Publication Date

Summer 8-2-2022

Project Category

Patient Safety and Quality Improvement (PSQI)

Faculty Mentor

Scott Sadler, MD

Document Type



An EMR, electronic medical record, system refers to the software widely adopted by medical practitioners to reduce the use of hard-copy files, and improve the documentation, storage, and retrieval of patient information. Some EMR systems can generate automatic alerts reminding providers when patients are due for certain preventive services or meet the criteria for various screening measures. Epic, one of the leading EMR systems in use today, contains this additional feature. The screening recommendations built into Epic are derived from a committee of USPSTF, U.S. Preventive Services Task Force, medical experts whose focus is to improve patient health across the nation. In September of 2021, the University of Tennessee-Family Medicine Jackson clinic switched from using the Centricity EMR to Epic EMR. The primary goal of this study was to measure whether there is any quantifiable improvement in USPSTF screening rates after implementing the Epic EMR, which contains the notifications to prevent lapses in patient care.

For each EMR, 100 patients were selected at random including those greater than 44 years of age and less than 65 years of age. This study involved checking whether patients were up-to-date on thirteen potential USPSTF screening measures and recording the data in the SPSS statistical software program. Chi-square analysis comparing the data across both Centricity and Epic, revealed no statistical significance between screening rates. However, when accounting for sex (male vs. female) across both EMRs, women in the study had 16% more drug screening, 3% more tobacco screening, and 18% more statin use in comparison to men. Furthermore, statistical significance was found when comparing race (black vs. white). For example, black patients had 10% more syphilis screening and 33% more STD screening, whereas white patients had 28% more lung cancer screening across both EMR systems.

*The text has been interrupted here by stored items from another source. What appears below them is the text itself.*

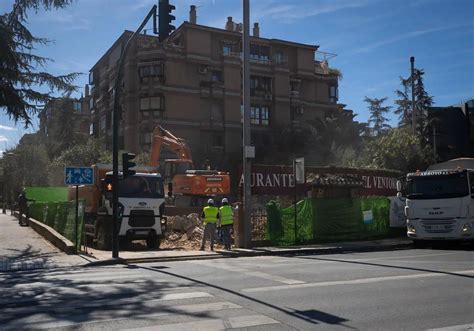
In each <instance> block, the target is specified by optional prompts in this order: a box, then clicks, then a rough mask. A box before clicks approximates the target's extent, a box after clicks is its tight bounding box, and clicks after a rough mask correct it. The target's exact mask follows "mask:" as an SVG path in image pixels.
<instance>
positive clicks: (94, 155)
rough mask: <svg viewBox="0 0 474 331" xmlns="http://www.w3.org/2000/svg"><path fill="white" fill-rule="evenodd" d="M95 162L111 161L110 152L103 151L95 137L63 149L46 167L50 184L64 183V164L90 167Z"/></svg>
mask: <svg viewBox="0 0 474 331" xmlns="http://www.w3.org/2000/svg"><path fill="white" fill-rule="evenodd" d="M95 163H112V154H111V153H108V152H104V151H103V149H102V147H101V144H100V142H99V141H98V140H97V139H94V138H89V140H87V142H86V143H84V144H81V145H74V146H71V147H70V148H68V149H66V150H64V151H63V152H62V153H61V154H60V155H59V156H58V157H56V158H55V159H54V160H53V161H52V162H51V163H50V165H49V167H48V174H49V182H50V184H51V185H63V184H64V167H65V166H79V167H80V166H82V167H90V166H91V165H92V164H95Z"/></svg>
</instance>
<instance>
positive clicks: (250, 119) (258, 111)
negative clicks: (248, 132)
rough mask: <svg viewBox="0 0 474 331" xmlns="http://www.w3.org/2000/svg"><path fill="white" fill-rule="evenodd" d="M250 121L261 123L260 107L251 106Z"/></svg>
mask: <svg viewBox="0 0 474 331" xmlns="http://www.w3.org/2000/svg"><path fill="white" fill-rule="evenodd" d="M250 123H252V124H260V108H258V107H257V108H256V107H250Z"/></svg>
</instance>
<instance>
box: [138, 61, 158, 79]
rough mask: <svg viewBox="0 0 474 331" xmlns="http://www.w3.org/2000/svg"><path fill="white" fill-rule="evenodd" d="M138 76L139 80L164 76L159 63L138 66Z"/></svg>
mask: <svg viewBox="0 0 474 331" xmlns="http://www.w3.org/2000/svg"><path fill="white" fill-rule="evenodd" d="M138 75H139V76H140V78H144V77H162V76H164V65H163V63H161V62H155V63H150V64H142V65H140V64H139V67H138Z"/></svg>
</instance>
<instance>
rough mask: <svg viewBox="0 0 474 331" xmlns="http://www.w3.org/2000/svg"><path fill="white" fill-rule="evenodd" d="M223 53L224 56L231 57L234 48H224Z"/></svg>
mask: <svg viewBox="0 0 474 331" xmlns="http://www.w3.org/2000/svg"><path fill="white" fill-rule="evenodd" d="M222 53H223V54H224V55H230V54H231V53H232V47H230V46H222Z"/></svg>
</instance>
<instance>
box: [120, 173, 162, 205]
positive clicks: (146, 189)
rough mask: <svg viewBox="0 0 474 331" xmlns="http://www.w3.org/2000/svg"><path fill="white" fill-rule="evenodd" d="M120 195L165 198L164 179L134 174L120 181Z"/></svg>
mask: <svg viewBox="0 0 474 331" xmlns="http://www.w3.org/2000/svg"><path fill="white" fill-rule="evenodd" d="M119 196H120V197H124V198H148V199H157V198H163V197H164V193H163V181H162V179H161V178H158V177H149V176H136V175H135V176H132V177H127V178H126V179H125V180H122V181H120V188H119Z"/></svg>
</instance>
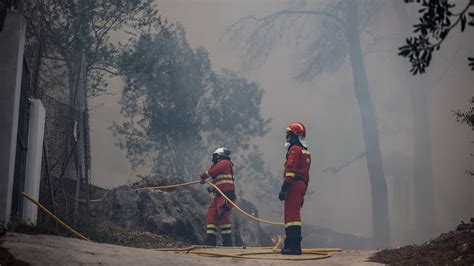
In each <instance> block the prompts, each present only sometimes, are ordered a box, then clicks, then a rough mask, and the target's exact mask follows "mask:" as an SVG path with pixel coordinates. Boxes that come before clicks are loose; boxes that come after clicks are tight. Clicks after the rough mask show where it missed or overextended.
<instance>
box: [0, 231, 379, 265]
mask: <svg viewBox="0 0 474 266" xmlns="http://www.w3.org/2000/svg"><path fill="white" fill-rule="evenodd" d="M0 245H1V248H2V250H4V249H8V252H9V253H10V254H11V255H12V256H13V257H14V259H16V260H21V261H24V262H26V263H29V264H31V265H38V264H40V265H44V264H50V265H78V264H81V265H83V264H105V265H288V263H289V262H288V261H277V260H253V259H232V258H210V257H201V256H197V255H191V254H176V253H174V252H163V251H156V250H153V249H142V248H132V247H123V246H117V245H111V244H100V243H94V242H88V241H82V240H78V239H73V238H64V237H60V236H52V235H23V234H18V233H7V234H6V235H5V236H4V237H2V238H1V239H0ZM238 250H239V251H240V249H238ZM212 251H215V252H224V250H220V249H212ZM371 255H373V252H370V251H343V252H339V253H335V254H334V255H333V257H331V258H328V259H323V260H315V261H301V262H293V263H292V264H296V265H376V263H373V262H367V259H368V258H369V257H370V256H371ZM276 256H281V255H276ZM11 259H13V258H11Z"/></svg>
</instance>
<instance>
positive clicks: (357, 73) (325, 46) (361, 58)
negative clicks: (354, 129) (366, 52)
mask: <svg viewBox="0 0 474 266" xmlns="http://www.w3.org/2000/svg"><path fill="white" fill-rule="evenodd" d="M379 7H380V5H378V4H377V2H374V1H331V2H330V3H329V4H328V5H327V6H326V7H325V8H322V9H315V10H312V9H311V8H305V5H304V4H302V5H296V6H294V7H291V8H289V9H287V10H282V11H278V12H275V13H273V14H271V15H268V16H266V17H263V18H256V17H247V18H243V19H241V20H240V21H239V22H237V23H235V24H233V25H232V26H231V27H230V28H229V30H228V32H230V33H232V34H233V35H232V37H231V39H232V40H234V41H237V42H238V43H239V44H240V46H241V48H242V51H243V54H244V55H245V56H246V58H247V59H248V60H247V62H251V63H252V64H258V63H260V62H262V61H263V60H264V59H266V57H267V56H268V55H269V53H270V50H271V48H272V45H273V44H274V43H276V41H277V40H278V39H280V38H282V37H283V36H284V35H285V34H289V35H290V34H291V33H292V34H293V36H292V37H294V38H295V39H297V42H305V43H306V44H307V46H306V49H301V50H303V51H304V53H303V57H304V58H305V59H304V61H303V63H304V67H303V69H302V70H301V71H300V73H299V74H298V75H297V76H296V78H297V79H298V80H302V81H309V80H312V79H313V78H314V77H315V76H317V75H318V74H320V73H322V72H324V71H335V70H337V69H339V68H340V67H341V66H342V65H343V64H344V62H345V59H346V58H347V57H349V59H350V63H351V67H352V76H353V81H354V90H355V94H356V98H357V101H358V103H359V111H360V114H361V118H362V124H363V133H364V144H365V150H366V154H367V169H368V172H369V178H370V185H371V193H372V212H373V216H372V226H373V238H374V243H375V245H376V246H377V247H388V246H389V245H390V235H389V219H388V198H387V184H386V180H385V176H384V172H383V167H382V159H381V155H380V148H379V139H378V129H377V121H376V118H375V108H374V104H373V102H372V99H371V96H370V92H369V85H368V82H367V74H366V71H365V65H364V61H363V54H362V48H361V41H360V32H361V31H362V30H363V29H364V27H365V26H366V25H367V23H368V22H369V21H370V19H371V17H372V14H374V11H375V10H376V9H377V8H379ZM307 24H308V25H311V26H309V29H308V28H307V27H306V25H307ZM249 29H250V30H249ZM316 29H317V30H316ZM316 32H319V34H315V33H316ZM304 33H307V34H309V36H310V37H311V38H309V41H308V39H303V38H301V36H303V35H304ZM315 35H316V36H315Z"/></svg>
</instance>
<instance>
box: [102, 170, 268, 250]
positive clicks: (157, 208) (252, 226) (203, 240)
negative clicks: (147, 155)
mask: <svg viewBox="0 0 474 266" xmlns="http://www.w3.org/2000/svg"><path fill="white" fill-rule="evenodd" d="M166 180H167V179H165V182H164V181H163V180H157V179H153V178H147V179H143V180H141V181H140V182H138V183H136V184H133V185H132V186H121V187H118V188H116V189H113V190H111V191H110V192H109V193H107V195H106V196H105V198H104V200H103V202H102V204H101V205H100V208H101V215H103V216H105V217H104V218H105V219H107V220H108V222H111V223H114V224H117V225H118V226H120V227H121V228H123V229H125V230H129V231H132V230H137V231H146V232H152V233H154V234H159V235H167V236H169V237H171V238H173V239H176V240H178V241H183V242H187V243H190V244H204V243H205V240H206V211H207V208H208V206H209V204H210V203H211V201H212V198H213V195H212V194H208V193H207V192H205V191H206V190H205V187H204V186H199V185H196V186H194V187H193V186H187V187H182V188H176V189H167V190H155V191H142V192H138V193H137V192H135V190H134V189H133V188H137V187H150V186H161V185H167V184H175V183H179V182H177V181H175V180H172V179H169V180H167V181H166ZM237 203H238V204H239V205H240V206H241V207H242V208H243V209H245V210H246V211H248V212H249V213H254V214H255V215H257V216H258V210H257V208H256V207H255V205H253V204H252V203H250V202H248V201H246V200H243V199H239V200H238V202H237ZM233 223H234V230H233V232H234V243H236V244H238V245H249V246H258V245H260V244H265V245H268V244H271V241H270V238H269V237H268V235H266V234H265V233H264V232H263V230H261V229H260V227H259V224H258V223H257V222H254V221H250V220H248V219H247V218H245V217H243V216H242V215H240V214H238V213H237V211H236V210H234V211H233Z"/></svg>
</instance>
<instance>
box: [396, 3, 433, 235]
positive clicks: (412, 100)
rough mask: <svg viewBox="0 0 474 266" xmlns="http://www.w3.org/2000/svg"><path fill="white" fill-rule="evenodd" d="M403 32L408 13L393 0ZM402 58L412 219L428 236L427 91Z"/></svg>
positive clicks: (428, 203)
mask: <svg viewBox="0 0 474 266" xmlns="http://www.w3.org/2000/svg"><path fill="white" fill-rule="evenodd" d="M393 6H394V8H395V11H396V13H397V16H398V21H399V23H400V31H401V32H402V35H404V34H409V33H410V32H411V30H410V28H411V25H409V24H408V21H410V20H409V19H408V14H407V11H406V9H405V6H404V3H403V2H394V5H393ZM402 60H403V68H404V69H403V70H402V71H403V73H404V74H403V76H402V77H401V79H402V80H403V82H402V84H403V85H404V87H405V89H407V90H408V92H409V93H410V102H411V106H412V112H413V145H414V153H415V154H414V166H413V182H414V189H415V220H416V231H417V236H416V237H417V238H418V240H428V239H429V238H430V237H432V236H433V234H434V232H435V227H436V223H435V217H436V216H435V206H434V196H433V165H432V159H431V126H430V117H429V94H430V90H429V89H427V86H426V84H425V85H423V84H421V83H420V82H416V81H415V82H410V80H414V78H413V77H412V76H411V75H410V74H409V72H408V71H409V69H410V65H409V63H408V60H406V59H405V58H402Z"/></svg>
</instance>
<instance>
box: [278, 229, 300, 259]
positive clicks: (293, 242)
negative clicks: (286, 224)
mask: <svg viewBox="0 0 474 266" xmlns="http://www.w3.org/2000/svg"><path fill="white" fill-rule="evenodd" d="M286 237H287V240H288V247H287V248H283V250H282V251H281V254H283V255H301V253H302V252H301V240H302V239H303V238H302V237H301V226H290V227H288V228H287V235H286Z"/></svg>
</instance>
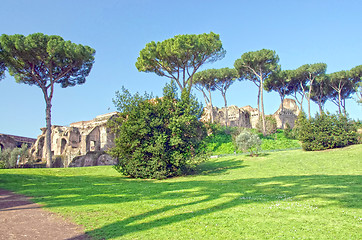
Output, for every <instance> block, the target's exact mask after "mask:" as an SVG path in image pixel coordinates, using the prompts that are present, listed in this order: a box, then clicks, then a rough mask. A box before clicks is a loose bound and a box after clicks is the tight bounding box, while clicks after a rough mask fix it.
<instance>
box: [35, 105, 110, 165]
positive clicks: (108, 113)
mask: <svg viewBox="0 0 362 240" xmlns="http://www.w3.org/2000/svg"><path fill="white" fill-rule="evenodd" d="M116 114H117V113H116V112H112V113H108V114H104V115H100V116H97V117H96V118H94V119H93V120H91V121H81V122H75V123H71V124H70V126H69V127H65V126H56V125H54V126H52V134H51V149H52V154H53V156H62V159H63V165H64V166H65V167H67V166H68V165H69V164H70V163H71V162H72V160H73V159H74V158H75V157H78V156H82V155H86V154H87V153H89V152H97V151H106V150H108V149H110V148H111V147H112V146H113V144H114V143H113V141H114V134H113V133H112V132H111V131H110V129H109V128H108V126H107V122H108V120H109V119H111V118H112V117H114V116H115V115H116ZM41 130H42V134H41V135H40V136H39V137H38V139H37V140H36V142H35V144H34V146H33V147H32V148H31V150H30V151H31V154H32V155H33V157H34V158H35V159H41V160H44V161H45V156H46V148H45V146H46V145H45V134H46V128H42V129H41ZM86 161H87V162H86V163H83V165H84V164H85V165H86V166H94V165H97V162H90V160H86ZM109 162H111V161H109ZM92 164H93V165H92Z"/></svg>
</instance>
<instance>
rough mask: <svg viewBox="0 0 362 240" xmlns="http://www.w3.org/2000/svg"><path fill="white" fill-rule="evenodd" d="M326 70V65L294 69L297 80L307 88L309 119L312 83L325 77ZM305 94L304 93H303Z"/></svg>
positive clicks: (302, 67)
mask: <svg viewBox="0 0 362 240" xmlns="http://www.w3.org/2000/svg"><path fill="white" fill-rule="evenodd" d="M326 70H327V64H325V63H314V64H304V65H302V66H300V67H299V68H297V69H296V75H297V78H299V79H300V80H299V82H304V81H305V82H306V84H307V86H308V94H307V100H308V117H309V118H311V114H310V100H311V97H312V93H313V91H314V90H313V83H314V81H316V79H317V78H318V77H321V76H323V75H325V73H326ZM304 94H305V92H304Z"/></svg>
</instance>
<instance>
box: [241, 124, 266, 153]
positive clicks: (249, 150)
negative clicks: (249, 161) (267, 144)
mask: <svg viewBox="0 0 362 240" xmlns="http://www.w3.org/2000/svg"><path fill="white" fill-rule="evenodd" d="M235 144H236V146H237V148H238V149H239V150H242V151H244V152H245V151H248V152H249V153H250V155H251V156H258V153H259V152H260V147H261V140H260V138H259V136H258V135H257V134H254V133H251V132H250V131H248V130H246V129H244V130H243V131H242V132H241V133H240V134H239V135H238V136H237V137H236V138H235Z"/></svg>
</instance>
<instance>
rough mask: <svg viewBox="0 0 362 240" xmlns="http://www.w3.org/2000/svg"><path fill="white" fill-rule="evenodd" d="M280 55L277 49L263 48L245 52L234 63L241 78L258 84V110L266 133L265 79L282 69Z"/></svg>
mask: <svg viewBox="0 0 362 240" xmlns="http://www.w3.org/2000/svg"><path fill="white" fill-rule="evenodd" d="M278 62H279V56H278V55H277V54H276V52H275V51H273V50H269V49H261V50H259V51H254V52H247V53H244V54H243V55H242V56H241V58H240V59H237V60H236V61H235V63H234V67H235V69H236V70H237V71H238V73H239V79H240V80H249V81H252V82H254V83H255V85H256V86H258V88H259V90H258V111H259V112H260V113H261V118H262V123H263V124H262V129H263V134H264V135H266V129H265V128H266V126H265V116H264V100H263V89H264V81H266V80H267V79H268V78H269V77H271V75H272V74H273V73H274V72H276V71H278V70H279V69H280V66H279V64H278Z"/></svg>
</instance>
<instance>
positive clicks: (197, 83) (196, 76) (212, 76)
mask: <svg viewBox="0 0 362 240" xmlns="http://www.w3.org/2000/svg"><path fill="white" fill-rule="evenodd" d="M193 82H194V86H195V88H196V89H197V90H199V91H200V92H202V95H203V96H204V100H205V104H206V106H208V108H209V109H210V120H211V123H214V111H213V105H212V97H211V91H214V90H215V87H214V85H215V79H214V77H213V76H212V70H204V71H201V72H197V73H195V75H194V77H193ZM205 91H207V92H208V95H207V94H206V92H205Z"/></svg>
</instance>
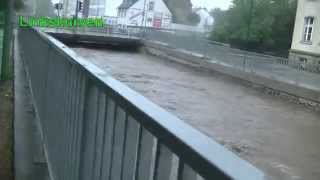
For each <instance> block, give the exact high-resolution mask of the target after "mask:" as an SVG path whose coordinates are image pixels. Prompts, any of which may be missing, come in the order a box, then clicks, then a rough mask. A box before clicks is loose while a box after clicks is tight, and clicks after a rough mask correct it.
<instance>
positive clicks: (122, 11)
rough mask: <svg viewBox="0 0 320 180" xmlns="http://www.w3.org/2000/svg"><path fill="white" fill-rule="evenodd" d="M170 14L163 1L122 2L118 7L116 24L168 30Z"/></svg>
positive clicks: (170, 17) (169, 10) (124, 1)
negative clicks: (117, 21) (117, 15)
mask: <svg viewBox="0 0 320 180" xmlns="http://www.w3.org/2000/svg"><path fill="white" fill-rule="evenodd" d="M171 20H172V14H171V12H170V10H169V9H168V7H167V6H166V4H165V3H164V2H163V0H124V1H123V2H122V4H121V5H120V6H119V7H118V24H119V25H120V26H121V27H122V28H126V27H128V26H140V27H153V28H168V27H170V24H171Z"/></svg>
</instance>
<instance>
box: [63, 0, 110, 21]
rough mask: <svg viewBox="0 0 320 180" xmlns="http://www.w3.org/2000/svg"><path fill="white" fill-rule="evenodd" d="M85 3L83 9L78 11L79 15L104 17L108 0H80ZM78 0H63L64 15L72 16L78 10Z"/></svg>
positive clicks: (66, 15) (67, 15)
mask: <svg viewBox="0 0 320 180" xmlns="http://www.w3.org/2000/svg"><path fill="white" fill-rule="evenodd" d="M78 2H81V3H82V4H83V9H82V10H80V11H79V12H78V17H102V16H104V15H105V11H106V0H90V1H88V0H78ZM76 4H77V0H63V14H62V15H63V16H65V17H72V16H74V15H75V12H76Z"/></svg>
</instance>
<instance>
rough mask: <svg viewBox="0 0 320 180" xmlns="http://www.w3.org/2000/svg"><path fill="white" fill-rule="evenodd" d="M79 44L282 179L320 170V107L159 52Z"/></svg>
mask: <svg viewBox="0 0 320 180" xmlns="http://www.w3.org/2000/svg"><path fill="white" fill-rule="evenodd" d="M73 49H74V50H75V51H76V52H78V53H79V54H80V55H82V56H84V57H85V58H86V59H88V60H89V61H92V62H93V63H95V64H97V65H98V66H99V67H101V68H103V69H104V70H106V71H109V72H110V73H111V74H112V75H113V76H114V77H115V78H117V79H119V80H120V81H122V82H124V83H126V84H127V85H129V86H130V87H132V88H133V89H135V90H137V91H138V92H140V93H142V94H143V95H144V96H146V97H148V98H149V99H151V100H152V101H153V102H155V103H157V104H159V105H160V106H162V107H163V108H165V109H166V110H168V111H170V112H172V113H174V114H176V115H177V116H178V117H180V118H181V119H184V120H185V121H186V122H188V123H190V124H192V125H193V126H194V127H196V128H198V129H199V130H201V131H202V132H204V133H206V134H207V135H209V136H211V137H212V138H214V139H215V140H217V141H219V142H220V143H221V144H224V145H225V146H226V147H228V148H229V149H231V150H233V151H234V152H236V153H237V154H239V155H240V156H241V157H243V158H245V159H247V160H249V161H250V162H252V163H253V164H254V165H256V166H257V167H258V168H260V169H262V170H264V171H265V172H266V173H267V174H269V175H271V176H273V177H275V178H276V179H317V177H319V176H320V171H319V167H320V141H319V140H318V137H319V135H320V132H319V129H320V121H319V119H320V118H319V117H320V113H319V112H315V111H312V110H309V109H307V108H305V107H304V106H302V105H297V104H293V103H291V102H289V101H288V100H284V99H281V98H278V97H274V96H271V95H267V94H265V93H263V92H261V91H260V90H258V89H254V88H252V87H249V86H247V85H246V84H245V83H242V82H239V81H238V80H236V79H233V78H230V77H227V76H224V75H220V74H215V73H211V72H206V71H204V70H202V69H196V68H190V67H186V66H183V65H180V64H177V63H173V62H168V61H166V60H162V59H159V58H157V57H152V56H148V55H144V54H141V53H137V52H122V51H119V50H117V51H115V50H107V49H89V48H86V47H74V48H73Z"/></svg>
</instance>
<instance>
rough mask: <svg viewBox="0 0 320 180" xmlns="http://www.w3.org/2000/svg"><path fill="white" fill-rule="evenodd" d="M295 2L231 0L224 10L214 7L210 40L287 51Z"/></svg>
mask: <svg viewBox="0 0 320 180" xmlns="http://www.w3.org/2000/svg"><path fill="white" fill-rule="evenodd" d="M295 11H296V1H289V0H233V5H232V6H231V8H230V9H229V10H227V11H221V10H219V9H214V10H213V11H212V12H211V14H212V15H213V17H214V18H215V24H214V29H213V31H212V33H211V37H210V38H211V39H212V40H215V41H221V42H225V43H230V44H231V45H232V46H236V47H239V48H243V49H252V50H273V51H287V50H288V48H289V47H290V44H291V38H292V31H293V25H294V18H295Z"/></svg>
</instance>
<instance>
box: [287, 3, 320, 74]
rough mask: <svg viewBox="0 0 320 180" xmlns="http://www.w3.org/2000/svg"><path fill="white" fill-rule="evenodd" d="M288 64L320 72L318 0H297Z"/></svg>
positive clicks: (296, 66)
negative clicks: (294, 19) (291, 42)
mask: <svg viewBox="0 0 320 180" xmlns="http://www.w3.org/2000/svg"><path fill="white" fill-rule="evenodd" d="M289 58H290V64H291V65H293V66H295V67H299V68H302V69H306V70H310V71H315V72H320V0H298V8H297V14H296V21H295V27H294V34H293V38H292V45H291V50H290V56H289Z"/></svg>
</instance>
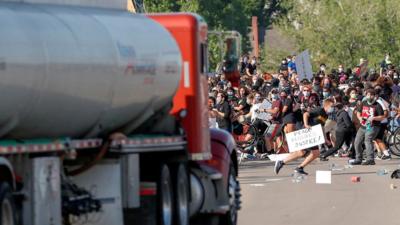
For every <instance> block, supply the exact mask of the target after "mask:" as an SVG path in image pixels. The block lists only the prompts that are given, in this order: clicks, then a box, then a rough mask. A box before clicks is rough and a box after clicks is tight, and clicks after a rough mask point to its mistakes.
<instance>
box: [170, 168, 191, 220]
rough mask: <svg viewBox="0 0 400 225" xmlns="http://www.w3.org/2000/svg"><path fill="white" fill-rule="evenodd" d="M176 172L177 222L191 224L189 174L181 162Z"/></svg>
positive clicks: (176, 219) (175, 212)
mask: <svg viewBox="0 0 400 225" xmlns="http://www.w3.org/2000/svg"><path fill="white" fill-rule="evenodd" d="M174 174H175V175H174V184H175V188H174V189H175V196H176V201H175V203H176V204H175V219H176V223H175V224H177V225H189V178H188V177H189V176H188V172H187V168H186V166H185V165H184V164H182V163H181V164H179V165H178V167H177V168H176V171H175V173H174Z"/></svg>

Although reassuring to find no statistical significance when comparing screening rates across both EMRs, conclusions to explain the results for specific screening measures pertaining to race and sex cannot be drawn based on the data at this time. Future research analyzing external variables such as patient compliance, provider biases, and population risk, may be useful in providing further insight to explain the statistical significance of this data.